LAUSR

Introduction Bovine papillomaviruses −1/−2 (BPVs) are small non-enveloped double-stranded DNA viruses able to infect the skin of bovids and equids, causing development of neoplastic lesions such as bovine cutaneous fibropapillomas and equine sarcoid. Matrix metalloproteinases (MMPs) are a group of zinc-dependent endopeptidases that degrade basal membrane and extracellular matrix, whose function is essential in physiological processes such as tissue remodeling and wound healing. MMPs activity is finely regulated by a balancing with expression of tissue inhibitors of MMPs (TIMPs), a process that is impaired during tumour development.

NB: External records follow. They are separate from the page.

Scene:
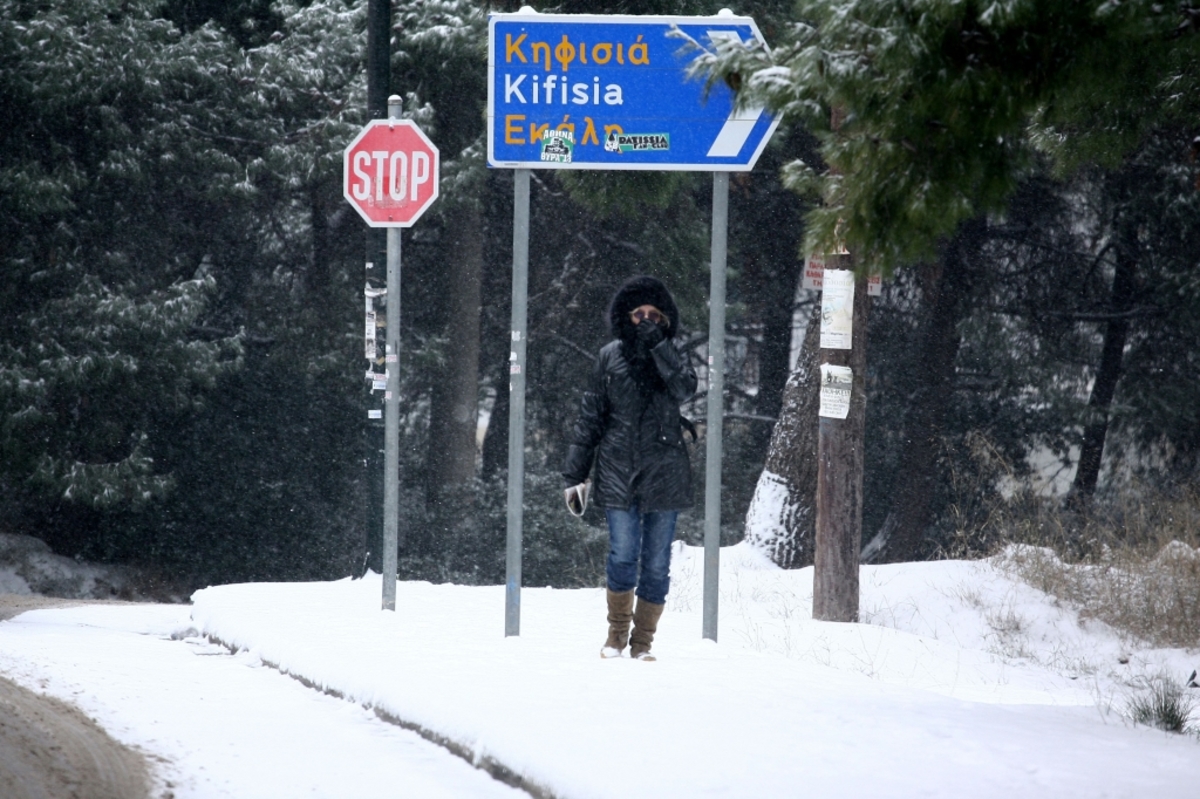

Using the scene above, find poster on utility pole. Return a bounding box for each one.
[817,364,854,419]
[821,269,854,349]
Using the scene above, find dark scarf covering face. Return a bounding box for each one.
[608,275,679,396]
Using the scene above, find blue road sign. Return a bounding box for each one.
[487,13,779,172]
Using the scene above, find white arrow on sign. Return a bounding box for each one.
[708,30,762,158]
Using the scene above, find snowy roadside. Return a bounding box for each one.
[0,537,1200,799]
[182,546,1200,798]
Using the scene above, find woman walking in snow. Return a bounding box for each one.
[563,276,696,660]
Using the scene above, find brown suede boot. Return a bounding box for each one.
[629,599,666,660]
[600,589,634,657]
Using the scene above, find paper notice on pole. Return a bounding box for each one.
[866,267,883,296]
[800,256,824,292]
[821,269,854,349]
[364,311,376,361]
[817,364,854,419]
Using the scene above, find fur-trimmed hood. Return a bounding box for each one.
[608,275,679,341]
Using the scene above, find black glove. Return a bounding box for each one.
[637,319,666,349]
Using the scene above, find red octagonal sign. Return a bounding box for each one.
[342,119,439,228]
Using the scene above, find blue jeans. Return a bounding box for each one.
[605,503,679,605]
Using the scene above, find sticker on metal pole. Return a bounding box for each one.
[817,364,854,419]
[821,269,854,349]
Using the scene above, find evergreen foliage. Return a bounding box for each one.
[694,0,1200,272]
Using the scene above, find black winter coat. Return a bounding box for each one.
[563,338,696,513]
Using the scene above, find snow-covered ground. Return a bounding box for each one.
[0,543,1200,799]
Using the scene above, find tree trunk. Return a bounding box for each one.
[745,298,821,569]
[862,218,986,563]
[1070,223,1138,501]
[427,203,484,503]
[812,258,870,621]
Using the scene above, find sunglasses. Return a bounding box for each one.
[629,308,671,325]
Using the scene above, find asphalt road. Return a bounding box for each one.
[0,595,153,799]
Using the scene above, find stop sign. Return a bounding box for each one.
[342,119,438,228]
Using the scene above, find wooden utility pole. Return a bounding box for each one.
[812,254,869,621]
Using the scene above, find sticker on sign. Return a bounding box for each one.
[487,10,779,172]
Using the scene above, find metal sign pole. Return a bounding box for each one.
[383,95,401,611]
[504,169,529,636]
[703,172,730,641]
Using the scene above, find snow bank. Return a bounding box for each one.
[192,545,1200,799]
[0,533,128,599]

BPV infection is associated with upregulation of MMPs and /or their unbalancing with TIMPs, contributing to local invasion and impairment of extracellular matrix remodeling in equine sarcoid; however, studies regarding this topic in bovine fibropapillomas are lacking. Methods The aim of this study was to perform an immunohistochemical and biochemical analysis on a panel of MMPs and TIMPs in BPV-2 positive bovine cutaneous fibropapillomas vs. normal skin samples. Results Immunohistochemistry revealed a cytoplasmic expression of MMP-2 (15/19), a cytoplasmic and perinuclear immunoreactivity of MMP-7 (19/19) and MMP-9 (19/19), along with a cytoplasmic and nuclear pattern of MMP-14 (16/19), accompanied by a cytoplasmic expression of TIMP-1 (14/19) and TIMP-2 (18/19) in tumour samples; western blotting revealed an overexpression of MMP-2 (8/9), MMP-7 (9/9) and MMP-9 (9/9), and a decreased level of MMP-14 (9/9), TIMP-1 (9/9) and TIMP-2 (9/9) in tumour versus normal skin samples. Moreover, gelatine zymography confirmed the expression of pro-active MMP-2 (9/9) and MMP-9 (9/9) and, most importantly, indicated the presence and increased activity of their active forms (82 and 62 kDa, respectively) in tumour samples. Discussion This is the first study describing MMPs and TIMPs in bovine cutaneous fibropapillomas and our results suggest that their unbalanced expression in presence of BPV-2 may play a significant role in tumour development. A further analysis of supplementary MMPs and TIMPs could bring new important insights into the papillomavirus induced tumours.